Something Other Than Me
By Jess L. (lougoon@internettv.net.au)

"Time manipulates your heart, preconceptions torn apart
Begin to doubt my state of mind
But I won’t go down on what I said
I won’t retract convictions read
I may perplex, but I’m not blind
So take all this noise into your brain and send it back again
I’ll bear the cost, shed my skin, call you up and then...
I’ll say the words out loud
A thousand words..."

--Savage Garden. ***

I am a shell, I know that now.

What I was, or what I thought I was. Is now never going to be.

What I wanted, or what they thought I wanted is still what I want.

But it appears that for a very long time, what I want isn’t going to be.

Until I become not what I thought I was.

Make of it what you will. I never wanted to hurt anyone.

I am a vessel. I know that now. What I’m going to do is what they want me to do.

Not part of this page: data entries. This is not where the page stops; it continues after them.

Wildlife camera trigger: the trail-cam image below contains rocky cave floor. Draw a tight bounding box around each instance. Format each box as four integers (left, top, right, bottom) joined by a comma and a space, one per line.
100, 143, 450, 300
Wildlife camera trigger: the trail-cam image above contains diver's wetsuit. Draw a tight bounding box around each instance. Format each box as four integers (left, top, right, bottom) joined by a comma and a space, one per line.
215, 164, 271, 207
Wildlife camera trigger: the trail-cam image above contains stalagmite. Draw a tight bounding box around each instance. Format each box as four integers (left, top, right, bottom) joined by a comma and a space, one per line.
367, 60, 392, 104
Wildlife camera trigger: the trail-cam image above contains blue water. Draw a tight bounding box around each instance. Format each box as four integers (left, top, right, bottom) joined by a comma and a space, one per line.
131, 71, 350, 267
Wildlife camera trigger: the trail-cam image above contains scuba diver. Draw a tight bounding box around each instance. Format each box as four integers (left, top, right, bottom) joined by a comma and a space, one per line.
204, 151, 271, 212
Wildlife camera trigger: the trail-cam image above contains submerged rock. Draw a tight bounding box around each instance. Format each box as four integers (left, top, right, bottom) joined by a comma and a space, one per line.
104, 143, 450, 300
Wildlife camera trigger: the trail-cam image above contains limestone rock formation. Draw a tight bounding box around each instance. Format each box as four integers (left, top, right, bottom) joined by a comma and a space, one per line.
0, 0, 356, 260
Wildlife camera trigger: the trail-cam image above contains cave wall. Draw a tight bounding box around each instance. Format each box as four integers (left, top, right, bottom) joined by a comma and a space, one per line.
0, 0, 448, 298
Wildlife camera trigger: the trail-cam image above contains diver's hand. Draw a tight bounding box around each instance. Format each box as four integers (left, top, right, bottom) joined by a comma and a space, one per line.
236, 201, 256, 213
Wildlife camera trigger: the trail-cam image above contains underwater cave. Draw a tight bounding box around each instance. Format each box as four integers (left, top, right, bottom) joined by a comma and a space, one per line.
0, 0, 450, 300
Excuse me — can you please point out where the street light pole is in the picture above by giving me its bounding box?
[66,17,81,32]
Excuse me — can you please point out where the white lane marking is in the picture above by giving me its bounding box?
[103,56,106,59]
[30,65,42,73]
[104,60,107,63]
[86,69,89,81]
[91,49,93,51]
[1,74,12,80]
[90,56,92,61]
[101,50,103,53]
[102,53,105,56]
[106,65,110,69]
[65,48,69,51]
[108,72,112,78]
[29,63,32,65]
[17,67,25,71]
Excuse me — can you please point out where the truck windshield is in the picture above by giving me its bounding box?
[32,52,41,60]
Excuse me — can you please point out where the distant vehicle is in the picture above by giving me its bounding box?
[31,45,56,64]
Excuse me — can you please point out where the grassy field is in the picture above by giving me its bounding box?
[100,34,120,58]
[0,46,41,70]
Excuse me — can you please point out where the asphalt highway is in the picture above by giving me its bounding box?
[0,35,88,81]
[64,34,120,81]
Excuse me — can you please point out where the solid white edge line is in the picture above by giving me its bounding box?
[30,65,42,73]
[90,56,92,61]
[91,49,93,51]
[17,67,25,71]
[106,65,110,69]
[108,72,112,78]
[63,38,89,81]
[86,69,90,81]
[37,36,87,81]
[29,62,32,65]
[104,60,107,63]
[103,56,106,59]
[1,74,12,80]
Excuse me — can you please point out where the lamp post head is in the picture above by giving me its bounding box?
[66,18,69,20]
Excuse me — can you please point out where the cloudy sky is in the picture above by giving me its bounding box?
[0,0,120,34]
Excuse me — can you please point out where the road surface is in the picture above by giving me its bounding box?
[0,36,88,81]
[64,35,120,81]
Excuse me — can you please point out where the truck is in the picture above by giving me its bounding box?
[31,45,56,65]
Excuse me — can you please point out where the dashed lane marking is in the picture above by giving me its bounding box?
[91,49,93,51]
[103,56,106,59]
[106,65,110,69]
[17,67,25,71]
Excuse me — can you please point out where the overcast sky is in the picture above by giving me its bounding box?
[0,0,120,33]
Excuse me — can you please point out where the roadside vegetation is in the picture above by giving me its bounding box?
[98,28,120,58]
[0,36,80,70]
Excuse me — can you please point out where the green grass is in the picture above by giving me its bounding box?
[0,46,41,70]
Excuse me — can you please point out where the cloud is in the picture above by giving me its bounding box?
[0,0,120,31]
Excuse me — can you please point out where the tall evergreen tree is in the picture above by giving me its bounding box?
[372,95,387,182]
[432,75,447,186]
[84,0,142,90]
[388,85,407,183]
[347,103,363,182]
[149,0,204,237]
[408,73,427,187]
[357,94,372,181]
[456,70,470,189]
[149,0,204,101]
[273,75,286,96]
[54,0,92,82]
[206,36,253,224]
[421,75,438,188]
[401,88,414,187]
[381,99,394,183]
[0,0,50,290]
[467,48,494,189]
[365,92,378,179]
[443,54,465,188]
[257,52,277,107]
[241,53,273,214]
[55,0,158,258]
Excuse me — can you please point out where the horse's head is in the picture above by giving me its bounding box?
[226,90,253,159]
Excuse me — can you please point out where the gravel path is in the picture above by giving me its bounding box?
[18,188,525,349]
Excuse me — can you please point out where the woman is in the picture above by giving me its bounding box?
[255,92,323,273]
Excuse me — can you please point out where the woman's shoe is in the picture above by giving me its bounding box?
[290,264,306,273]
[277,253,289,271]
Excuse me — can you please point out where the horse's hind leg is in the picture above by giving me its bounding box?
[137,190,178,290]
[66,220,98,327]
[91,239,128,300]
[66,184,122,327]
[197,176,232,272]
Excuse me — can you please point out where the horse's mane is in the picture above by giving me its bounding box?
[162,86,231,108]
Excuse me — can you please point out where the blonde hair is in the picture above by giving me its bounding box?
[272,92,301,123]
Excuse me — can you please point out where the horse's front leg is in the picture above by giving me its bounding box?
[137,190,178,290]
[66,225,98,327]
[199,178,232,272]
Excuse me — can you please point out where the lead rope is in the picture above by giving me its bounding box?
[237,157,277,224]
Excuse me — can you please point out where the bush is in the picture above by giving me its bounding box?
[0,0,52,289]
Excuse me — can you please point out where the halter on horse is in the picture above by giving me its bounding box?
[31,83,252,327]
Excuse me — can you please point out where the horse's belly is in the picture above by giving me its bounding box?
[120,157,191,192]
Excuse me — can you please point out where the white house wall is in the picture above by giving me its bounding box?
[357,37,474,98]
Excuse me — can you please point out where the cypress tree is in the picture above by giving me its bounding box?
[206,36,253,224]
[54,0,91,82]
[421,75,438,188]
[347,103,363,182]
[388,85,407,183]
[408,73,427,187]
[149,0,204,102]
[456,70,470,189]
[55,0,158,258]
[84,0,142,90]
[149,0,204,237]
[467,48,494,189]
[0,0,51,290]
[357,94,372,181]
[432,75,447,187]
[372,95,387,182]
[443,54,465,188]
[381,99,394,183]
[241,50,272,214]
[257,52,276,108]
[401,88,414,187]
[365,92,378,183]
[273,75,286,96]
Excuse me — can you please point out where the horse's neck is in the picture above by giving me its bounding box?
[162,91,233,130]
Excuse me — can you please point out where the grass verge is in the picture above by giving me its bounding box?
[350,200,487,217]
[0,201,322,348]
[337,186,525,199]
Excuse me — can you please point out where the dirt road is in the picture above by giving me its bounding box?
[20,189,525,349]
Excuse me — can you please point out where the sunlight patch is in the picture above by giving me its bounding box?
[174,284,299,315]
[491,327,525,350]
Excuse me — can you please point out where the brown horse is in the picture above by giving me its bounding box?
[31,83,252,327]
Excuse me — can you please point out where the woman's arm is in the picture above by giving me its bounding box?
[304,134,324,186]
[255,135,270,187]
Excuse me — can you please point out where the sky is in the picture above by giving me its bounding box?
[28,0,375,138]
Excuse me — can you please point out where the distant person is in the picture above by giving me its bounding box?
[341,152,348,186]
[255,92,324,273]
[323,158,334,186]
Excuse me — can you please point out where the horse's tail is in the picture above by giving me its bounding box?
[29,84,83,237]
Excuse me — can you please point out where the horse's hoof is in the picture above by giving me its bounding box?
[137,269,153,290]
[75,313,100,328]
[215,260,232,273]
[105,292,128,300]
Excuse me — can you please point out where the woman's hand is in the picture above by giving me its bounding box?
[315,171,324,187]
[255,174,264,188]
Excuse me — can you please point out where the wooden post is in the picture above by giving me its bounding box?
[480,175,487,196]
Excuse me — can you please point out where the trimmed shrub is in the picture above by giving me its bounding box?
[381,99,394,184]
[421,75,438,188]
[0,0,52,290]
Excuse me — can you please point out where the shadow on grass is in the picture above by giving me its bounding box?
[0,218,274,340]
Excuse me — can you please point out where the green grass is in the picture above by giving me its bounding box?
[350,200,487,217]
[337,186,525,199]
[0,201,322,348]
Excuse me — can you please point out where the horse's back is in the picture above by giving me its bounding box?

What I have is not what I chose.

What I chose is not what they will let me have.

So now I must choose to have not what I wanted, not what I thought I wanted.

But what they thought I would choose to have.

Make of it what you will. I didn’t mean to confuse anyone.

Destiny. I know that now.

If you can have what you want but didn’t know that you wanted it all along.

Is it better than never having what you wanted and instead having second best?

Earth equals Rules equal no rules on earth and hence rules out destiny on Earth?

For me to be what I need to become what is needed?

There is need for a sure path of that I am sure. If only that path wasn’t clouded with broken things.

Make of it what you will. I didn’t plan it so I’m going to deny it all.

Confusion. I know that now.

Choose. Want. Need. Have.To have, to hold, to love.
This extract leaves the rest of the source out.